Say the name in the hallway when asked. Don’t make her do the math.
Ops pulls me at 4pm for the convoy check. Ethan stands at the board with the manifest pinned and the KNOT WATCH sheet Daniel wrote under it. He looks up once, reads my face, and doesn’t ask. Mother marks the luggage grid in the margin with a dot next to SUV-3 and Row 2.
"Wardroom sweep at six," she says. "You leave at 7:30am. Put on shoes you can stand in."
"Copy," I say.
After the brief, Ethan stops me at the door. "Is everything steady?"
"No," I say. "But the plan holds." He nods like that’s the only answer we ever get.
I carry cones back to the gym at 7pm. Allison is already there with the whiteboard up and a line of second-years who want another rep. She doesn’t ignore me and she doesn’t perform. She gives me the aisle she’d give anyone else.
"Tonight we rehearse the trip release with knee safety," I say to the room. "Instructor Grey will demonstrate. Then pairs do ten slow reps and we add speed last."
Allison steps, sets, pivots. The movement is exact. Damon settles because bodies don’t lie when they know what they’re doing.
On rep five, Tamsin hesitates. Allison taps her elbow, names the room, and the kid gets it. There’s a small cheer from the wall while I film at forty-five and add a caption in my head we’ll write later; Frame before force.
When the floor empties after class and Allison cleans the board while I stack cones. We end up at the door at the same time.
"You’ll sit in my row tomorrow," I say. "Aisle if you call the window. No middle."
"Yes," she says.
"I’ll say your name in the right room," I add. "Not a text. The room."

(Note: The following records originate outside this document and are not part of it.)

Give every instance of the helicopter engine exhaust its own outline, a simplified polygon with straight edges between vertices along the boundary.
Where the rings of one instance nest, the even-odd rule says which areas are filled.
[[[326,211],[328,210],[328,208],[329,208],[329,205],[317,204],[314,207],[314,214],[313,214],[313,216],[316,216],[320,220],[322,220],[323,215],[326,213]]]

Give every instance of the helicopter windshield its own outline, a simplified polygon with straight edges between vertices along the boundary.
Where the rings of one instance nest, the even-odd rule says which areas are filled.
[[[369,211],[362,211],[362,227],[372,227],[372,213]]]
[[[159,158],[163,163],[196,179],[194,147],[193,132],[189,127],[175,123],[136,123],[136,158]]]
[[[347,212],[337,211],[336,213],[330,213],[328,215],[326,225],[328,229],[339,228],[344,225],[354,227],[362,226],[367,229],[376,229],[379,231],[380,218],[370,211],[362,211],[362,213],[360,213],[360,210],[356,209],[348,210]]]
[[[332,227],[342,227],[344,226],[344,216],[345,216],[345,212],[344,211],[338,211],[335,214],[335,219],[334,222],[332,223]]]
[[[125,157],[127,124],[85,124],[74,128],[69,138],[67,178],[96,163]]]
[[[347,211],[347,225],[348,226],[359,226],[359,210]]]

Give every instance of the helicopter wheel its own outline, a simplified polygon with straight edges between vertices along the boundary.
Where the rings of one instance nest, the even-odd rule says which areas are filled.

"I’ll hear it there," she says. She leaves with the whiteboard sleeve on her shoulder and a stride that doesn’t speed up or slow down for me. I stand alone with cones in my hands until the lights go off on the timer. Then I write a note for myself on the whiteboard, bottom corner, small enough the morning crew will erase it without thinking;
Say it out loud where it counts.
On the walk back to Ops, my phone buzzes twice.
PR; Stills selected. Posting map and wide only.

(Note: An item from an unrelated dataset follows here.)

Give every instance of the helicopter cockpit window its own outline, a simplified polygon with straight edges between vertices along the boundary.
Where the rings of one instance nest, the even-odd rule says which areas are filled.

Daniel; Honeypot caught two more. Sinkhole working. See you at the final check at 8pm.
I reply to Daniel with Copy and to PR with Thank you because bland is still the goal.
At 8:30pm I sit on my bed with the phone in my hand and open Allison’s thread again. I type: I meant it at the fence and at 31a. I’ll make the report match my mouth every time from now on. I stare at it. I hit delete.
’Coward,’ Damon says.
"I’ll say it to her face," I say. "Tomorrow. In a room that costs me."

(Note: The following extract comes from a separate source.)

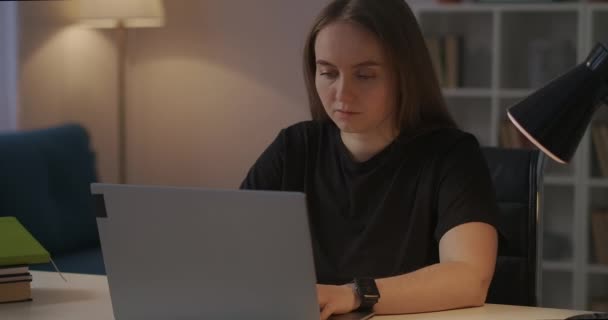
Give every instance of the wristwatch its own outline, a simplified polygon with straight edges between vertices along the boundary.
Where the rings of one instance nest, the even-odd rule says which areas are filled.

He doesn’t applaud. He doesn’t let it go. ’Then do it.’
I set the phone on the table, open my notes, and rewrite the first bullet in the petition footnotes so I can’t pretend later that "consort" and "guest" are ways to avoid the word I’m holding.
Recognition is for the work, the name follows the work. History shows notice, not erasure.
I close the file. I text the group thread with my brothers; Cones in trunk. Deck loaded. See you at six.
Ethan replies: Copy. Elijah sends a fox emoji and Say it.
"I will," I say into the quiet, then turn the lamp off before I can build another draft I won’t send.